Die sieben Raben: wie das Neue seine Chance bekommt

Wirklich neue Ideen könnnen sich erst entfalten, wenn alte Gewohnheiten verlernt werden.

Ein Mann hatte sieben Söhne und immer noch kein Töchterchen, so sehr er sich auch eins wünschte; endlich gab ihm seine Frau wieder gute Hoffnung zu einem Kinde, und wies zur Welt kam, wars ein Mädchen. Ob es gleich schön war, so wars doch auch schmächtig und klein, und sollte wegen seiner Schwachheit die Nothtaufe haben. Da schickte der Vater einen der Knaben eilends zur Quelle, Taufwasser zu holen, und die andern sechs liefen mit. Jeder wollte aber der erste beim Schöpfen sein, und darüber fiel ihnen der Krug in den Brunnen. Da standen sie und wußten nicht, was sie thun sollten, und keiner getraute sich heim.

Das Neue beginnt zart

Die Geburt des Mädchens kündigt einen Wandel in der Familie an, ein neues Prinzip kommt zur Welt – kein Wunder, dass am Anfang noch offen ist, ob es überlebt. Möglicherweise ist man die Zartheit eines Mädchens gar nicht gewohnt nach den vielen Jungen; man sieht als schwach an, was vielleicht gerade das spezifische an dem Neugeborenen ist. So ist es oft, wenn eine Idee geboren wird. So sehr man sich nach etwas anderem sehnt, weil man ein Ungleichgewicht spürt – wenn es kommt, fehlt zu Beginn das Vertrauen, dass dieses kleine Pflänzchen lebensfähig ist.

Wir erfahren später im Märchen, dass das Kind „bald zu Kräften kam, und mit jedem Tag schöner ward“, aber das weiß der Vater zu diesem Zeitpunkt nicht. Er ist in großer Sorge ob der Schwachheit des Neugeborenen und setzt die Nottaufe an. Wenigstens soll es im Himmel willkommen sein, wenn es schon auf dieser Welt nicht leben kann. So schickt er „einen der Knaben eilends zur Quelle um Taufwasser zu holen“.  Egal wer – nur schnell das Wasser besorgen, damit die Nottaufe noch rechtzeitig stattfinden kann. Der Vater möchte alles richtig machen und hat kein ausreichendes Vertrauen in die Kraft des neuen Lebens – zumal es ja nicht ungewöhnlich ist, dass ein Kind nach der Geburt stirbt, so wie viele Ideen sofort nach ihrem ersten Ausdruck wieder im Gedankenmeer versinken.

Der Wettlauf

Dieser Druck im System soll der Familie jedoch zum Verhängnis werden. Denn alle anderen Brüder wollen mitlaufen, und weil es so eilig ist, setzen sie noch eins drauf und rangeln sich darum, wer als erster das Wasser schöpfen darf. Und so kommt es, dass der Krug in den Brunnen fällt. Was für ein Desaster! Und nun? Keiner traute sich heim – natürlich nicht.

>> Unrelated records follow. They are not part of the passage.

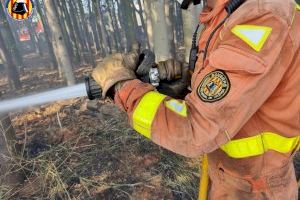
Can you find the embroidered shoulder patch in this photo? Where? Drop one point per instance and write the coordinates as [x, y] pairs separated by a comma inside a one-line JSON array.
[[254, 36], [214, 86]]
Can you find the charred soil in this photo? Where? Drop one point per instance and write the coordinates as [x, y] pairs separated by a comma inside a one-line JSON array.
[[80, 149]]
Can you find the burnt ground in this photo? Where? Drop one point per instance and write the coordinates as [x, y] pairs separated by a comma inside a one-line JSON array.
[[80, 149]]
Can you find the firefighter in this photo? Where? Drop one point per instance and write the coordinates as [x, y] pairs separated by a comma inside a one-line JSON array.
[[244, 106]]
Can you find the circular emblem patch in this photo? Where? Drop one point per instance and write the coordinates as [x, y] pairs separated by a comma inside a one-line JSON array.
[[214, 86], [19, 9]]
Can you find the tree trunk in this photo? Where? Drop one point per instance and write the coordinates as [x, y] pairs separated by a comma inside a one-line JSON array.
[[190, 22], [34, 38], [11, 68], [162, 44], [60, 49], [8, 177], [128, 20], [86, 33], [101, 27], [47, 36], [9, 38], [147, 8], [169, 8]]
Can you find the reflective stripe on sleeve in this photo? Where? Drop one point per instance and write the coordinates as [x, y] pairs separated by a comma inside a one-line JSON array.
[[258, 145], [145, 111]]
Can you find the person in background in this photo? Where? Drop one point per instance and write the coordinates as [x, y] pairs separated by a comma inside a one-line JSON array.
[[244, 106]]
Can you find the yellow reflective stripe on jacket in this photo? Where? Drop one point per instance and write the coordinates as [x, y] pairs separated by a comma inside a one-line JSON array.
[[145, 112], [258, 145]]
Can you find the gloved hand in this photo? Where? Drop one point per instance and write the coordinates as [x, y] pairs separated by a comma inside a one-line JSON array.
[[115, 68], [175, 78], [169, 70]]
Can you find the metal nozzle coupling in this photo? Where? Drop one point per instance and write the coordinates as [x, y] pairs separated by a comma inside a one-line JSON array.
[[93, 89]]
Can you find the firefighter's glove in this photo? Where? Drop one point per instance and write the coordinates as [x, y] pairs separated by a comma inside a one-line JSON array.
[[177, 88], [170, 70], [115, 68]]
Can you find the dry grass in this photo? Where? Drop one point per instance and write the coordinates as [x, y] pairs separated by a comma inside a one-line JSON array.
[[69, 152], [94, 155]]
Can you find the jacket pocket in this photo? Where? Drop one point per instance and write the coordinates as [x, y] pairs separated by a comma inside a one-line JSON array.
[[234, 60]]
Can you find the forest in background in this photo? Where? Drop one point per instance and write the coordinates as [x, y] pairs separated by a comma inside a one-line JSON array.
[[76, 33], [82, 149]]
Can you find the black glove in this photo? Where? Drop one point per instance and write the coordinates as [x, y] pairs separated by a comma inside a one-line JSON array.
[[176, 88]]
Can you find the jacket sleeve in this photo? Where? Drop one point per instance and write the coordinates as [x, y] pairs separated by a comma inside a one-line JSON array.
[[235, 83]]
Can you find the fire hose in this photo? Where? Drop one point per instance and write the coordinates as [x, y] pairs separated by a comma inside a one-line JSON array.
[[148, 72]]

Dem Vater ward unter der Weile angst das Mädchen müßte ungetauft verscheiden, und wußte gar nicht warum die Jungen so lange ausblieben. »Gewiß«, sprach er, »haben sies wieder über ein Spiel vergessen«; und als sie immer nicht kamen, fluchte er im Ärger »ich wollte, daß die Jungen alle zu Raben würden.« Kaum war das Wort ausgeredet, so hörte er ein Geschwirr über seinem Haupt in der Luft, blickte auf und sah sieben kohlschwarze Raben auf und davon fliegen.

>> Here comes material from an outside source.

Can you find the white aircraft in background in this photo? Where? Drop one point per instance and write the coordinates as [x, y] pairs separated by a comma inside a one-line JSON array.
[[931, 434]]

Von dort nimmt der Rest der Geschichte seinen Lauf. Doch dazu kommen wir später – erst wollen wir die Szene am Brunnen genauer in Augenschein nehmen.

Was steht im Vordergrund?

Es ist leicht vorstellbar, dass sieben Jungs mit einer Anweisung „eilends zur Quelle“ zu gehen einen Wettlauf veranstalten. Offensichtlich haben sie auch eine gewisse Dringlichkeit der Lage erkannt, denn jeder will als erstes das kostbare Wasser schöpfen um quasi als Held nach Hause zu kommen.

Im Kern geht es darum, dass über dem Gerangel die eigentliche Aufgabe in den Hintergrund tritt: nämlich das Wasser zurückzubringen. Auf einmal zählt nur noch, wer der erste ist, wer als erster drankommt. Genau das kennen wir aus unserem Alltag: wie oft entsteht ein Gerangel um die Deutungshoheit, um die Redezeit, ums Rechthaben in einem Maße, dass das eigentliche Ziel aus den Augen verloren wird. Viele Vorhaben scheitern an solchen Mechanismen, werden frühzeitig begraben.

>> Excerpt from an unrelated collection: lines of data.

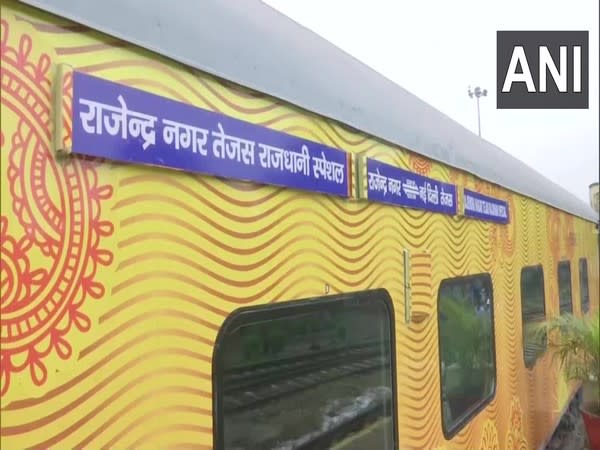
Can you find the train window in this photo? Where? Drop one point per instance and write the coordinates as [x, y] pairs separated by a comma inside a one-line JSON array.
[[314, 373], [564, 287], [583, 285], [466, 346], [533, 311]]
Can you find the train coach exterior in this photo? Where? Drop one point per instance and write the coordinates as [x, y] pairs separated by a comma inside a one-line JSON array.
[[117, 278]]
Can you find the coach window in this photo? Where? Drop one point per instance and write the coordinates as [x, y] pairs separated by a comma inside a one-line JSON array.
[[533, 311], [564, 287], [466, 345], [307, 374], [583, 286]]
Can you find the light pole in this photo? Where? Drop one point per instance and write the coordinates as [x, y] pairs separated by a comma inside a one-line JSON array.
[[478, 92]]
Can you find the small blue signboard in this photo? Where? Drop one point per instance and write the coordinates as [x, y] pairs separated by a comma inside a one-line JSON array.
[[389, 184], [121, 123], [481, 206]]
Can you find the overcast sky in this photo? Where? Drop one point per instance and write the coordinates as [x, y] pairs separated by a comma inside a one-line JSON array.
[[436, 49]]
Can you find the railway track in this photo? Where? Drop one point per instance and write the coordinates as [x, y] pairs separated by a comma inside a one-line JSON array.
[[250, 386]]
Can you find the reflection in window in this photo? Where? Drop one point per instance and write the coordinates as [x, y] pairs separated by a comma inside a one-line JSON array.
[[564, 287], [533, 311], [583, 286], [307, 374], [466, 339]]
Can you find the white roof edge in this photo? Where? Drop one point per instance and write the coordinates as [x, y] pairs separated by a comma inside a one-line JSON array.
[[270, 53]]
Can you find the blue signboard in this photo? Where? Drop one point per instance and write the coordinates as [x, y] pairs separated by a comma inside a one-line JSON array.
[[483, 207], [389, 184], [125, 124]]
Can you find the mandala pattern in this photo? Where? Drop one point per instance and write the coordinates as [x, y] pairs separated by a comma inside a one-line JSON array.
[[489, 439], [515, 440], [50, 243]]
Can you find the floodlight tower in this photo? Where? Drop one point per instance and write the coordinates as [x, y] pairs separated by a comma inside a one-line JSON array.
[[477, 93]]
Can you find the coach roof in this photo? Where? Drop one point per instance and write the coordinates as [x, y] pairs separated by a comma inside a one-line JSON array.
[[251, 44]]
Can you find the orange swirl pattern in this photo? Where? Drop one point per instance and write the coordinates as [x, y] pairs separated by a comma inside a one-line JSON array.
[[170, 255]]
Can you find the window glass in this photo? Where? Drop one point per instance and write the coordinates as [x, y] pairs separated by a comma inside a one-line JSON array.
[[307, 374], [533, 311], [564, 287], [583, 286], [467, 353]]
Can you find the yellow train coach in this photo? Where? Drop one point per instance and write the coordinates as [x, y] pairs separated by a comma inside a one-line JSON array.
[[220, 231]]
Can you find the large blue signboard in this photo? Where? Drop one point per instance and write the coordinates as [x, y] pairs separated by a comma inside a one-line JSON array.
[[389, 184], [125, 124], [483, 207]]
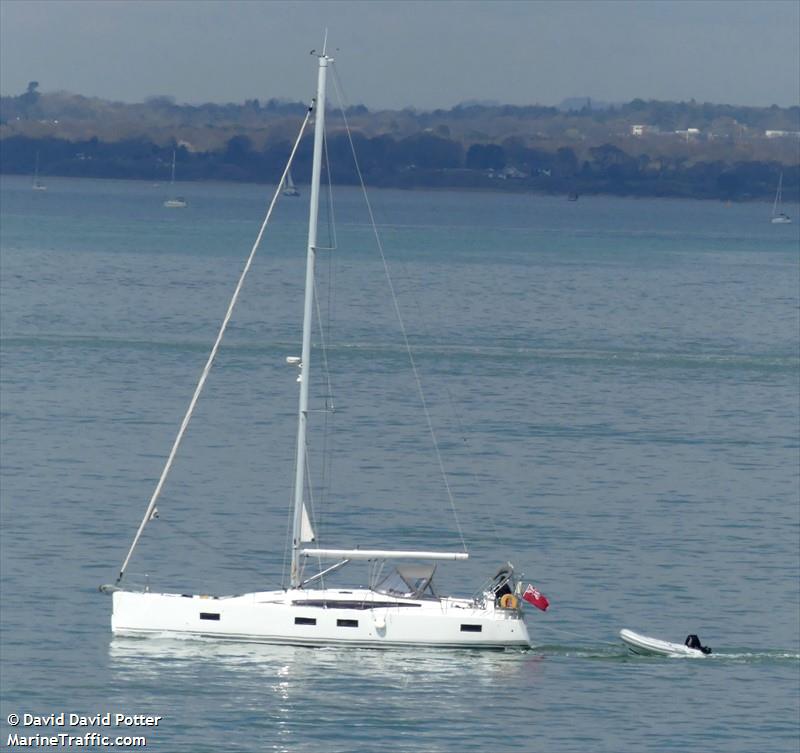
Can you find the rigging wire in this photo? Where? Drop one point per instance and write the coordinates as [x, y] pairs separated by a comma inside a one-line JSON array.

Das Streiten um den ersten Platz gerät ins Zentrum der Aufmerksamkeit und nimmt jeder neuen Idee den Raum sich zu entfalten. Daher ist es stimmig, dass die Brüder als Raben vom Hofe verbannt werden, so sehr es den Vater auch schmerzt. Das Neue braucht eine Zeit des Schutzes, wo es reifen kann und nicht durch

Die Reifung

Kein Märchen ohne Lösung: Wir wissen, dass mit dem Wegschicken von zu Hause die Geschichte erst richtig beginnt. Das Mädchen wächst nun alleine bei seinen Eltern auf und bekommt so alle Zuwendung und Aufmerksamkeit für seine eigene Entwicklung. Erst später erfährt es vom Schicksal ihrer Brüder und beschließt sich aufzumachen, um sie zu suchen. Die eigene Heldinnenreise führt es ans Ende der Welt zuerst zur Sonne, dann zum Mond und schließlich zu den Sternen. Dort erfährt sie, dass die Brüder in einem Glasberg wohnen, der sich nur mit einem Zauber aufschließen lässt. Dort angekommen, findet sie einen Zwerg und den für die sieben Raben gedeckten Abendbrottisch vor.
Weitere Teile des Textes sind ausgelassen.